Logging suddenly stops for high-volume input but continues to work for low-volume input


#1 progssilb

I'm not sure how to characterize what's going on, but here goes...

My route path has two inputs, an itermittently high-volume input, and a low-volume input. The high-volume input can be thousands in a couple minutes, or it can be practically nothing. The low-volume input is, at most, one or two entries per ~3-4 minutes. There are also three outputs, two HTTP and a rotated file. They are disconnecting a fair bit, presumably due to timeouts or lack of pipelining or something.

In my current configuration, I consistently find that my log data for the high-volume log gets dropped after a couple minutes. I'm not sure if the timing correlates with the HTTP disconnects, but it might. Sometimes I get just over a thousand log lines through, sometimes I get a couple hundred log lines, sometimes I get a couple thousand. Interestingly, the low-volume log is unaffected.

I do have flow control enabled, and putting a buffer on the inputs did not seem to help. I didn't try disabling flow control because I don't understand it very well. I have to have both inputs going into the same route because how the messages interleave is important to the meaning of the entries.

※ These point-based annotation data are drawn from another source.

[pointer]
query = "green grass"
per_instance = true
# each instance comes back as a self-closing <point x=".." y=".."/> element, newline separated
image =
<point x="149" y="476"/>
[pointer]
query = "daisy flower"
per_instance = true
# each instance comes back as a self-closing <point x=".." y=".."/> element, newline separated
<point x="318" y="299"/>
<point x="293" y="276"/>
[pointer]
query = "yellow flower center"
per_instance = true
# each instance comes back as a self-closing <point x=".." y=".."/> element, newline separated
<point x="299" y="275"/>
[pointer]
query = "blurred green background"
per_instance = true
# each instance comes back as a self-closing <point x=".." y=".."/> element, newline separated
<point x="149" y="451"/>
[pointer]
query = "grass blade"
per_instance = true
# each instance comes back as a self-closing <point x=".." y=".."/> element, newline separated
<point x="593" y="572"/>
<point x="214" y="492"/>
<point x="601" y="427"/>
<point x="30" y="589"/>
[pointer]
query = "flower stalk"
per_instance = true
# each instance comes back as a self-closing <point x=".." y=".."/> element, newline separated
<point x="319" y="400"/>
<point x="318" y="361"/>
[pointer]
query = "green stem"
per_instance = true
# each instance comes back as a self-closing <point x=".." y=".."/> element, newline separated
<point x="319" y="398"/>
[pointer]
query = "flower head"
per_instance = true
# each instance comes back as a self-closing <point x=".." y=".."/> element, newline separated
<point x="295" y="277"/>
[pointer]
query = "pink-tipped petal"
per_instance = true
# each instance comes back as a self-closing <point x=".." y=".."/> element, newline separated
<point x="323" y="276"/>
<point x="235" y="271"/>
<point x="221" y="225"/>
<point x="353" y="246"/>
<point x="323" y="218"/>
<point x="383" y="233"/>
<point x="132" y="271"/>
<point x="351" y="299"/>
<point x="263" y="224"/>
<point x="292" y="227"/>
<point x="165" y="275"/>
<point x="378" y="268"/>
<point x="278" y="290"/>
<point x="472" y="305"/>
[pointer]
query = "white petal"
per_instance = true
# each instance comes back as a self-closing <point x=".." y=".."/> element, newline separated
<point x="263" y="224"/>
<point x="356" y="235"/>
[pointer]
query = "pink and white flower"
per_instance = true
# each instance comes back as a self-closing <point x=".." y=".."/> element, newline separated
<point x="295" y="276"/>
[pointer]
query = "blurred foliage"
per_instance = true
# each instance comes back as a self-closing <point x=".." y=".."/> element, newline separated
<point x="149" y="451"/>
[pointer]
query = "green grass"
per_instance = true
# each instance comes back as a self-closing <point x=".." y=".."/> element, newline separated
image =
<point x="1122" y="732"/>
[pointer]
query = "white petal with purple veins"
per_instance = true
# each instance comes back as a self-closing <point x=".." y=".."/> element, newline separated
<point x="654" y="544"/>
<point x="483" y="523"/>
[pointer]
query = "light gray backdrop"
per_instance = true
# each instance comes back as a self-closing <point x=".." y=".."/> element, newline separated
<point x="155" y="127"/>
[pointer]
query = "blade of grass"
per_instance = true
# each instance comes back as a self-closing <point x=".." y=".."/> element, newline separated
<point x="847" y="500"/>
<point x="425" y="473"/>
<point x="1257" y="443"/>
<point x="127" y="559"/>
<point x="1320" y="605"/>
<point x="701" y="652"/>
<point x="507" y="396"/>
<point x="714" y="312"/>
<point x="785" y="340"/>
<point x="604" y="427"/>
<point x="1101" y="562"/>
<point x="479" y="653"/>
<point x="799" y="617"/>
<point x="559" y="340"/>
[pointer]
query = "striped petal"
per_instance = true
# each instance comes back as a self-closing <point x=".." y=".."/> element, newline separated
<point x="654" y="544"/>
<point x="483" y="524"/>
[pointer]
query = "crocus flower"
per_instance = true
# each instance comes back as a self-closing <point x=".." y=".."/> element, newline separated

Here's the path that I use:

  Path       vg_tsw_client, vg_tsw_combat => vg_tsw_pattern => vg_tsw_unparse_finder => vg_tsw_testfile, vg_tsw_es, vg_tsw_cdb

_client is the low-volume, _combat is the high volume. _pattern is a pm_pattern with ~25-30 regexes and a small script on every pattern (0-10 lines), _unparse_finder is a pm_null uses add_to_route to copy unmatched patterns to a new route (0 hits lately) and does some light data enrichment via Exec. _testfile is the rotated file output, _es and _cdb are the HTTP outputs.

Thanks in advance.

#2 b0ti Nxlog ✓
#1 progssilb
I'm not sure how to characterize what's going on, but here goes... My route path has two inputs, an itermittently high-volume input, and a low-volume input. The high-volume input can be thousands in a couple minutes, or it can be practically nothing. The low-volume input is, at most, one or two entries per ~3-4 minutes. There are also three outputs, two HTTP and a rotated file. They are disconnecting a fair bit, presumably due to timeouts or lack of pipelining or something. In my current configuration, I consistently find that my log data for the high-volume log gets dropped after a couple minutes. I'm not sure if the timing correlates with the HTTP disconnects, but it might. Sometimes I get just over a thousand log lines through, sometimes I get a couple hundred log lines, sometimes I get a couple thousand. Interestingly, the low-volume log is unaffected. I do have flow control enabled, and putting a buffer on the inputs did not seem to help. I didn't try disabling flow control because I don't understand it very well. I have to have both inputs going into the same route because how the messages interleave is important to the meaning of the entries. Here's the path that I use:   Path       vg_tsw_client, vg_tsw_combat => vg_tsw_pattern => vg_tsw_unparse_finder => vg_tsw_testfile, vg_tsw_es, vg_tsw_cdb _client is the low-volume, _combat is the high volume. _pattern is a pm_pattern with ~25-30 regexes and a small script on every pattern (0-10 lines), _unparse_finder is a pm_null uses add_to_route to copy unmatched patterns to a new route (0 hits lately) and does some light data enrichment via Exec. _testfile is the rotated file output, _es and _cdb are the HTTP outputs. Thanks in advance.

add_to_route() does not work well with flow control as it's not possible to apply back pressure in that case, but it shouldn't result in dropped messages.

I suggest trying to reduce your config until you find what's causing the issue.